Schieffer’s response pretty much sums it all up: “Is that the best you can do?”
It appears that it is, as the attacks will continue until Election Day. Press Secretary Robert Gibbs has promised that the President will not back away from the charge and will repeat the lines about needing to see donors and open up their books to prove they’re who they say they are (a position, as Jake Tapper brilliantly put to Axelrod, that sounds a lot like Birtherism). And the Democratic National Committee, as mentioned, has put out a national ad accusing the Chamber of using foreign money to buy elections, an ad that Baltimore Sun media critic David Zurawik calls the new low in midterm mud and likens to McCarthyism.
Why does this all sound the death knell for Democratic Congressional hopes?

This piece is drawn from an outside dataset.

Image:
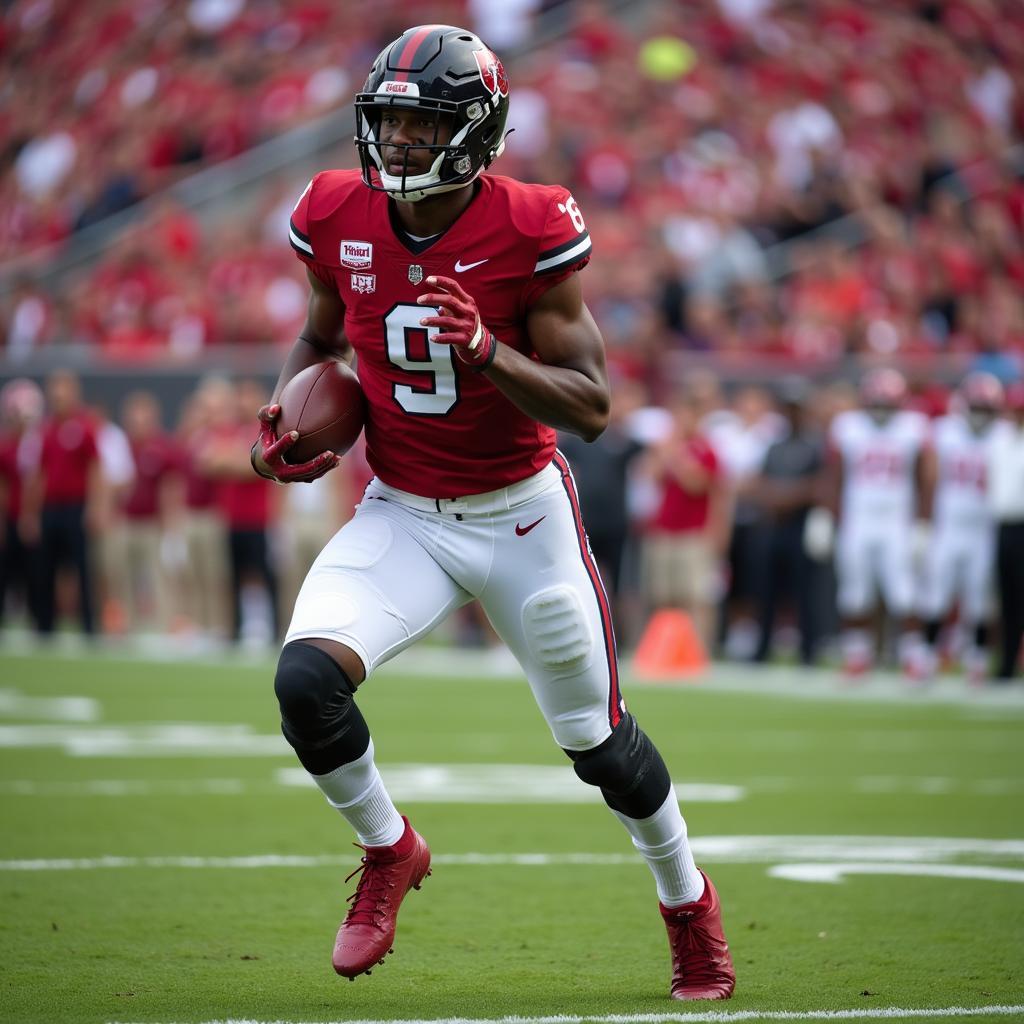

That a wholly unsubstantiated charge is being broadcast from such levels of power as the Presidency and with such ferocity illustrate that after two years and multiple historic pieces of legislation, a wholly unsubstantiated charge is essentially all the administration has to talk about.
These attacks may satisfy some urges among the liberal base, but they are not playing well with the rest of the nation. There are no answers on unemployment, the economy, Iran, uncertainty on health care and taxation – just that the Chamber might be using foreign money to buy commercials. Even if the charge somehow stuck and ended up discrediting the Chamber in some way, how in the world would that change the electoral reality for Democrats and Republicans?
It’s a move of desperation that should quell any talks of a Democratic surge, a bounce that has been largely invisible in the polls. The attacks demonstrate that, instead of pointing to their record of accomplishments, this administration seems to perpetually need a dramatic villain of some kind in order to put forward themselves as a positive alternative. It underlines that those accomplishments are indeed thin, and we ought to be wary of those who would use a branch of government as a political cudgel against those that disagree with them.